Gli effetti della cocaina sul SNC interessano le funzioni cognitive ed affettive oltre che gli impulsi fisiologici come la fame, la sete, il sonno ed il sesso.
All'assunzione di una dose per via endovenosa fa seguito una sensazione di intenso benessere ed euforia. E' presente un'elevazione del tono dell'umore con aumentata sensazione di fiducia e sicurezza in se stessi, egocentrismo e chiassosità. Aumenta la velocita' del pensiero. Il linguaggio si fa incalzante e scherzoso, ma anche tangenziale ed incoerente. Le capacità di giudizio e critica sono spesso compromesse. All'euforia si associa quindi ansietà. Dopo circa 60-90 minuti l'euforia si attenua mentre persiste lo stato ansioso che può durare per delle ore (16). Tradizionalmente gli effetti psichici della cocaina sono stati riassunti in quattro stadi di diversa gravità in dipendenza dalla dose e dalla frequenza d'uso. Essi sono:
stadio 1 - euforia: caratterizzato da euforia, labilità affettiva, accresciuta performance cognitiva e motoria, ipervigilanza, anoressia ed insonnia;
stadio 2 - disforia: caratterizzato da tristezza, malinconia, apatia, difficoltà di attenzione e di concentrazione, anoressia e insonnia;
stadio 3 - paranoia: caratterizzato da sospettosità, paranoia, allucinazioni e insonnia;
stadio 4 - psicosi: caratterizzato da anedonia, allucinazioni, comportamento stereotipato, ideazione paranoide, insonnia, perdita di controllo degli impulsi, disorientamento (17).
A livello periferico è presente un corteo sintomatologico legato in gran parte alla aumentata liberazione di amine biogene come dopamina, adrenalina, noradrenalina. Nell'organismo si scatena una reazione di allarme. Si produce uno stato di allerta, con attivazione del sistema cardiovascolare e risultante tachicardia ed ipertensione. Sono presenti inoltre tremori, contrazioni muscolari, flushing cutaneo e midriasi, accompagnati da un ritardato svuotamento vescicale ed intestinale (18).
La tolleranza e la dipendenza si sviluppano rapidamente. Lo sviluppo della tolleranza si riflette nella riduzione degli effetti piacevoli, che diventano meno intensi e solo parzialmente vengono superati con l'aumento dei dosaggi e la riduzione degli intervalli tra le dosi. Contemporaneamente si sviluppa sensibilizzazione per gli effetti ansiogeno e disforizzante, che tendono ad aumentare anche in assenza di un incremento della dose (15).
Il desiderio di riprovare il piacere iniziale e di sfuggire all'ansia conduce all'uso compulsivo della sostanza, con rapidissima escalation delle dosi e della frequenza d'uso.

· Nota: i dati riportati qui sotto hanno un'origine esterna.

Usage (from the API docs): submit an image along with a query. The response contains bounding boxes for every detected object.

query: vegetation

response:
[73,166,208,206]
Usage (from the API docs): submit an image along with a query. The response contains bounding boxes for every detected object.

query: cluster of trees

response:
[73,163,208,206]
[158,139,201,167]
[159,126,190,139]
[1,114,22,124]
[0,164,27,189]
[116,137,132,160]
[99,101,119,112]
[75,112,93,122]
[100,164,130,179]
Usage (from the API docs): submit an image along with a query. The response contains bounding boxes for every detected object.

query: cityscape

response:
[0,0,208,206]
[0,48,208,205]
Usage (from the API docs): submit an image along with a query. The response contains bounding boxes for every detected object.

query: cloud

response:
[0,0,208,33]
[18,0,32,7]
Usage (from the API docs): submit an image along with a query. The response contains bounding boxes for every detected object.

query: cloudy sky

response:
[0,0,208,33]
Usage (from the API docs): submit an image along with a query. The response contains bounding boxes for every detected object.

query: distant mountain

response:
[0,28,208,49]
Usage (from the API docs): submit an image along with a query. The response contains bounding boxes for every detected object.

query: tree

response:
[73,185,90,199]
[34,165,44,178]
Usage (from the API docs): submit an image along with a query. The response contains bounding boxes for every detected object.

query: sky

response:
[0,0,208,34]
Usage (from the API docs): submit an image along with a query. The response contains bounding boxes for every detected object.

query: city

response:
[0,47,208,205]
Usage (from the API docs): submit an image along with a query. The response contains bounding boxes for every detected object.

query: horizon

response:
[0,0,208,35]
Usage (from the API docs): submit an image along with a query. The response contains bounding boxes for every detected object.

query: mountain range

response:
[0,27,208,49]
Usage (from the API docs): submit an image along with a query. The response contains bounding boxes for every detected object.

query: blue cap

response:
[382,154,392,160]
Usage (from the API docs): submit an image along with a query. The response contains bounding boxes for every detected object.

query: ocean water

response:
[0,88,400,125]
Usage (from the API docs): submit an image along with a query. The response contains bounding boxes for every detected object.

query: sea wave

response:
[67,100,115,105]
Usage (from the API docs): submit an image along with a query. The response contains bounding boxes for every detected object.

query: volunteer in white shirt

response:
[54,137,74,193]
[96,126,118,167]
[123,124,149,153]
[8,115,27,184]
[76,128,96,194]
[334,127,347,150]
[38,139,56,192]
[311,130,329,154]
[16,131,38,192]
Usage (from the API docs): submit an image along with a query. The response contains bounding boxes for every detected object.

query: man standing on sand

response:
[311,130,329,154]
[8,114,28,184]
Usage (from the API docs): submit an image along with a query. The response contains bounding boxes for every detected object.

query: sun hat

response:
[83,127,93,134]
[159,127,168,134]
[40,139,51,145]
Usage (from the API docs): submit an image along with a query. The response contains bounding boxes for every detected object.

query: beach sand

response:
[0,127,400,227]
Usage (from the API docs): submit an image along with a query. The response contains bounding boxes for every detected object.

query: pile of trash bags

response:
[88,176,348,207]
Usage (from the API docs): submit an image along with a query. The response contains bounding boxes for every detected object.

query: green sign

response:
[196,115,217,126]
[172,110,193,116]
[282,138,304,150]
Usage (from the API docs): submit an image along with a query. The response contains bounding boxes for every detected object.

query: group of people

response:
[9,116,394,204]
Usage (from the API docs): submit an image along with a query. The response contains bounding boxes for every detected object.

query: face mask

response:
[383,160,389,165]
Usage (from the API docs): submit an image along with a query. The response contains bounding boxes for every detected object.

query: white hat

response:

Si arriva a vere e proprie abbuffate, cosiddette "binges", durante le quali il soggetto non si alimenta, non dorme, diviene sempre meno euforico, più disforico, agitato ed aggressivo. Queste binges durano in genere 2-3 giorni, e si interrompono per il crollo psicofisico del soggetto che piomba in uno stato di torpore-apatia o per l'insorgenza di uno stato psicotico vero e proprio (16).
L'uso cronico della cocaina può portare ad un grave decadimento delle condizioni generali e alla comparsa di disturbi organici. Gli organi bersaglio sono soprattutto il cuore e il distretto cardio-circolatorio. A livello cardiaco si possono avere delle aritmie di vario tipo e grado; l'aumento del consumo di ossigeno e la riduzione del flusso coronarico conducono ad uno stato di ischemia cronica. La comparsa di spasmi a livello coronarico può condurre ad infarto del miocardio (19).
Vasocostrizione e spasmi possono condurre all'insorgenza di infarti anche in altri distretti (polmone e cervello in particolar modo). Anche l'aterosclerosi è accentuata dalla cocaina ed il suo uso è stato associato alla formazione di trombi. Le crisi ipertensive, causate dall'assunzione di cocaina, possono portare ad emorragie cerebrali (20).
L'assunzione per via nasale può condurre, per gli effetti vasocostrittori della sostanza, alla necrosi e alla perforazione del setto.
A livello polmonare si possono osservare ipertensione e edema. E' stata descritta anche una sindrome, detta "polmone da crack". I sintomi sono quelli di una polmonite: dolore toracico, difficoltà respiratoria e iperpiressia (21).
L'uso cronico di cocaina, diminuendo le scorte di dopamina, può causare anche iperprolattinemia con ginecomastia, galattorrea e amenorrea. La libido è diminuita con riduzione della performance sessuale, impotenza nell'uomo ed anorgasmia nella donna (16, 18).
Infine, la cocaina è anche un agente epilettogeno. La capacità di provocare convulsioni generalizzate aumenta a seguito di ripetute somministrazioni (22).

7. TERAPIA

Il livello di compromissione fisica, psichica e sociale dei soggetti che usano cocaina può essere quanto mai vario. Prima di incominciare il trattamento è opportuno raccogliere un'accurata anamnesi fisica, tossicologica e psichiatrica, allo scopo di cogliere, e possibilmente differenziare, i fattori predisponenti l'abuso e le complicanze da esso derivanti.
Il paziente dovrebbe essere sottoposto anche ad un esame fisico completo e, nei casi di abuso consistente, ad elettrocardiogramma, radiografia del torace ed esami ematologici ed ematochimici di base, oltre che, ovviamente, ad esami tossicologici per la ricerca dei metabolici delle sostanze d'abuso.
L'approccio clinico al trattamento del disturbo da uso di cocaina può essere schematicamente diviso in trattamento dell'astinenza, trattamento dell'intossicazione, trattamento della dipendenza. Un paragrafo a parte sarà dedicato ai trattamenti in via di sperimentazione.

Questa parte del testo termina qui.